ICH E6(R2) – Addendum Highlights/CSV & Data Integrity
May 10, 2017
The Integrated Addendum to ICH E6(R1): Guideline to Good Clinical Practice E6(R2) was finalized in November 2016.
The Integrated Addendum is a significant update to the 20-year-old ICH GCP Guideline originally adopted in 1996.
The ICH website states:
“This guideline has been amended to encourage implementation of improved and more efficient approaches to clinical trial design, conduct, oversight, recording and reporting while continuing to ensure human subject protection and reliability of trial results. Standards regarding electronic records and essential documents intended to increase clinical trial quality and efficiency have also been updated.”

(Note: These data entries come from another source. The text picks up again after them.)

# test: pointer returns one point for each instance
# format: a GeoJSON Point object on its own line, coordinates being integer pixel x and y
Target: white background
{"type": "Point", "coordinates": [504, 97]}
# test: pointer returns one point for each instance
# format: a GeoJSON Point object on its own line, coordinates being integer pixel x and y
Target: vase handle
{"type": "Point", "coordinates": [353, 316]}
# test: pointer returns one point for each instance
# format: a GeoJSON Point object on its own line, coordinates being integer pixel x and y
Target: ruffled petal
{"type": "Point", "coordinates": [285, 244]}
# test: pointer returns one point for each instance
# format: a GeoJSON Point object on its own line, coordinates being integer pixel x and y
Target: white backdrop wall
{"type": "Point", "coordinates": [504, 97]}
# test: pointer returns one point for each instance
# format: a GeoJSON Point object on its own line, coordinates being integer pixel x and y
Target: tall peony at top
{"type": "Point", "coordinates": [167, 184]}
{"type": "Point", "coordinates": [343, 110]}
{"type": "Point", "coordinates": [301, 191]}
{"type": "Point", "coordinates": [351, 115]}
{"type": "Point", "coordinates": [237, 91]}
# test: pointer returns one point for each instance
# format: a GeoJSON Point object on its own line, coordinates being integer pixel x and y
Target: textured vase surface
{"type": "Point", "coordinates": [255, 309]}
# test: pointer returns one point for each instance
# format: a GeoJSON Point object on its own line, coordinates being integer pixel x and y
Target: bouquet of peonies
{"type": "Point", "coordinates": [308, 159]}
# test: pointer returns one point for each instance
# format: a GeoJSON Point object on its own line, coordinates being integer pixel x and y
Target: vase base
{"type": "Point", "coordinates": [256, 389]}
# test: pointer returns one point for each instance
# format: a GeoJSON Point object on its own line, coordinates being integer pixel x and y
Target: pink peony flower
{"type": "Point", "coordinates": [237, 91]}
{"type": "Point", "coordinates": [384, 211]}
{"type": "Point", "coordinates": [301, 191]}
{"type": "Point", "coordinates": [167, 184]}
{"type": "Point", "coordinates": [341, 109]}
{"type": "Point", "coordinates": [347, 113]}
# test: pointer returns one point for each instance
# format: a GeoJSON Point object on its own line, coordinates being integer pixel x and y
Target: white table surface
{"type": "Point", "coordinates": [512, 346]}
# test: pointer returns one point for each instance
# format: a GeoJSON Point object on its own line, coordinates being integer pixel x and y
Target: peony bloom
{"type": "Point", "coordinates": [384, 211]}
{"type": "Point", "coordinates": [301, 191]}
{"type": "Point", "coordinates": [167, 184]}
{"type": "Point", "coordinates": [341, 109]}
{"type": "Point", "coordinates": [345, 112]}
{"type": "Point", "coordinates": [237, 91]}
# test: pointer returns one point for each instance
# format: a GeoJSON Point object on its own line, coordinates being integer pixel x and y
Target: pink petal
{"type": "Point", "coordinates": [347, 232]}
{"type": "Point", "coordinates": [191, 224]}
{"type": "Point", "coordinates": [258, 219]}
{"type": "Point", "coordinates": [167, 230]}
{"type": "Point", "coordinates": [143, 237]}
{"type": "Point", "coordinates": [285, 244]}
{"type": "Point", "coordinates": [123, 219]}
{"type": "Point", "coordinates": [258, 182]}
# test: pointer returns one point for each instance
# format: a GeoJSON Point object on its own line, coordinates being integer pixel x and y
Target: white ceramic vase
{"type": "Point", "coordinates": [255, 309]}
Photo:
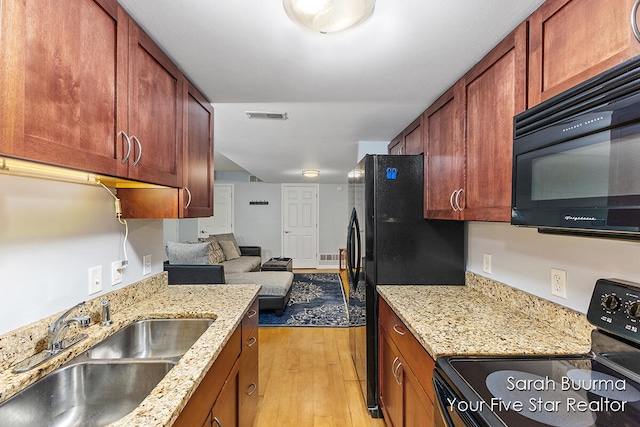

Much of the content now incorporated into ICH through the Integrated Addendum is familiar from other guidance documents and enforcement interpretations by EMA and other regulators, including MHRA and FDA, which have developed over recent years. This is particularly true with respect to the expectation that risk-based approaches will be applied to a broad range of clinical trail activities from computerized system validation to trial monitoring.
In the Addendum, expectations for a number of computerized System Validation elements and activities have been sharpened and clarified. The EMA Inspectors Working Group has been focused for several years on concerns about how computer systems used to support clinical trials are designed and implemented.
Concern has been particularly focused on data integrity and investigators’ independent access to and control over the data they provide to sponsors. There has also been a sharp focus on the impact the systems that electronically collect and manage data can have on subject and patient rights and safety.
The Addendum specifically cites the need to maintain data integrity at all times. It is important to remember that metadata (e.g., units of measure, lab test names, etc.) are a vital consideration here, and not just the audit trail. Of course, everything that happens to the data must be reflected either in the audit trail or in other documentation of change control. It is important to remember that changes to infrastructure or the application itself application can affect data, so accurate, complete, and contemporaneous documentation of authorized changes are reuired to demonstrate sustained data integrity.
Data integrity demands that all changes must be controlled. That means they must be understood, documented, tested/verified, and approved. Documentation and risk assessment are essential.
Data migration is particularly risk prone. The Addendum now means ICH requires risk-based validation and full documentation.